Order by “best match” based on relational tables v

2019-09-14 16:00发布

问题:

I have the following entity:

Project

Having multiple related tables:

Project >-< ProjectAttribute >-< AttributeType
Project >-< ProjectAttribute >-< AttributeValue
Project >-< ProjectTask >------< Task
Project >-< ProjectTask >------< Employee
...

Involving about 15 tables including subjoins.

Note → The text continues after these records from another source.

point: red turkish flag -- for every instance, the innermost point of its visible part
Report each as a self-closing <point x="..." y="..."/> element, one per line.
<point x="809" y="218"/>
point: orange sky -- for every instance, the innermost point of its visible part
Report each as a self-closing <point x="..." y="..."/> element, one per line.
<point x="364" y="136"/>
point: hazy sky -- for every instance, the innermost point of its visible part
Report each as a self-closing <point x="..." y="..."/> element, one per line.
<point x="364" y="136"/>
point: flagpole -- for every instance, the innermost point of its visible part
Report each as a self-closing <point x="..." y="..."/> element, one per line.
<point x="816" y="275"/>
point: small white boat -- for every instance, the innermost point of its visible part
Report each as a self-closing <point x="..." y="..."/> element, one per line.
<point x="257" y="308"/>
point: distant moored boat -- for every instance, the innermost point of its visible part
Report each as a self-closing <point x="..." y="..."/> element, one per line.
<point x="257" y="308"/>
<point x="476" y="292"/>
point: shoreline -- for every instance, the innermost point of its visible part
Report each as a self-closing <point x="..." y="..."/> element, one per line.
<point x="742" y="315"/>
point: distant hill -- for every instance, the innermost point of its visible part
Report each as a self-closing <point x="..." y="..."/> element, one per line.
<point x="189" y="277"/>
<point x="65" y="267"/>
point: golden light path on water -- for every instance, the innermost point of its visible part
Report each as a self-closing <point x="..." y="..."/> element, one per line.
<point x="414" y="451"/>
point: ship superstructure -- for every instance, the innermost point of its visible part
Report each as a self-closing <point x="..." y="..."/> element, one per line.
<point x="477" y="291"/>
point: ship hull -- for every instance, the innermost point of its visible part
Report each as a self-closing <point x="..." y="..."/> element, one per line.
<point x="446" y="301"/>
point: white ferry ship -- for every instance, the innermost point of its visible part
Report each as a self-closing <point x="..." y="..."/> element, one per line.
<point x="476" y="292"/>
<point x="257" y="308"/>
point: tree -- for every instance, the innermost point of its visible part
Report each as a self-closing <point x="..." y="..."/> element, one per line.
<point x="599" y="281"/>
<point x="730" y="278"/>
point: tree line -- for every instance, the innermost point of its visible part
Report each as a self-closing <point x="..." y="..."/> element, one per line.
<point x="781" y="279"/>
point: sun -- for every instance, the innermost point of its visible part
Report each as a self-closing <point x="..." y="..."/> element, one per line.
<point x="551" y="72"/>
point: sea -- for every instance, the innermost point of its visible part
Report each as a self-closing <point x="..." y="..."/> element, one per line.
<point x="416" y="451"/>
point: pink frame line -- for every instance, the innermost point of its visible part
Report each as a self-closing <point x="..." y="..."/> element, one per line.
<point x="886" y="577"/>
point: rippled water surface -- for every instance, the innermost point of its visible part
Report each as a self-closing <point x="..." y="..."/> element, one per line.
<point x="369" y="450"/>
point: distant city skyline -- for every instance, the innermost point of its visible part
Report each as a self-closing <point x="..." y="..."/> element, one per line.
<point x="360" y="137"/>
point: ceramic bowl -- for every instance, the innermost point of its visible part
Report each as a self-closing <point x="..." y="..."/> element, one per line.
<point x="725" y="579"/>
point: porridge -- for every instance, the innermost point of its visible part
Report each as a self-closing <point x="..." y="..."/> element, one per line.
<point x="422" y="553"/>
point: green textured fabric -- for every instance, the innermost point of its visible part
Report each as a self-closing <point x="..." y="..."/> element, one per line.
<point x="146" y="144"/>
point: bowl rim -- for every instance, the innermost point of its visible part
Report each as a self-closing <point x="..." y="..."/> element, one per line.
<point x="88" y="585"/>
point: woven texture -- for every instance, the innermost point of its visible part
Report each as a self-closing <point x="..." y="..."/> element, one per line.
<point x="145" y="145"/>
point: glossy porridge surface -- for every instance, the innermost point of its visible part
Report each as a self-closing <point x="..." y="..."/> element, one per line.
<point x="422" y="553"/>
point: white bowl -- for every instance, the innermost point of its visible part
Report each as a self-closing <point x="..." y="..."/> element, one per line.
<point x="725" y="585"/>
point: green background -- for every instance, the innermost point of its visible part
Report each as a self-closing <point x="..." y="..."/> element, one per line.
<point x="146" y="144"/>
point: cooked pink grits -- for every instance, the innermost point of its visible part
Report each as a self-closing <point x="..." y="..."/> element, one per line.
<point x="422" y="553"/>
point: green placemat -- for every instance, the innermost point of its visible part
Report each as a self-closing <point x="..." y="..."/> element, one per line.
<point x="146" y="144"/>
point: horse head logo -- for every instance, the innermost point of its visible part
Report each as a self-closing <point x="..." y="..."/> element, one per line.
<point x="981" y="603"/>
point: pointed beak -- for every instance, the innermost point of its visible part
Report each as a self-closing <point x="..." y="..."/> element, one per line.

Now I'm required to find the best matching Projects for a single Project given, by comparing the values and counting the occurrences. e.g. a match of AttributeType and AttributeValue increases the "best match" indicator of a Project by 1.

How can I achieve this?

回答1:

I think I found out how to query similarities:

SELECT 
    sp.*,
    ((
        SELECT COUNT(spa.id) FROM project_attribute AS spa WHERE spa.project = sp.id AND spa.attribute = pa.attribute AND spa.attribute_value = pa.attribute_value
    ) * 1)
    + 
    ((
        SELECT COUNT(spt.id) FROM project_task AS spt WHERE spt.project = sp.id AND spt.address = pt.address    
    ) * .25)
    + 
    ((
        SELECT COUNT(spc.id) FROM project_campaign AS spc WHERE spc.project = sp.id AND spc.campaign = pc.campaign  
    ) * 2)
    AS similarity
FROM project AS p
LEFT JOIN project_attribute AS pa ON (p.id = pa.project)
LEFT JOIN project_task AS pt ON (p.id = pt.project)
LEFT JOIN project_campaign AS pc ON (p.id = pc.project)
LEFT JOIN project AS sp ON (p.id != sp.id)
WHERE 
    p.id = <PROJECT-ID>
GROUP BY sp.id
ORDER BY 
    similarity DESC

I also added a multiplicator to control the impact of similar rows.

The performance isn't the best (~200ms for 235 projects), but it fits my current needs.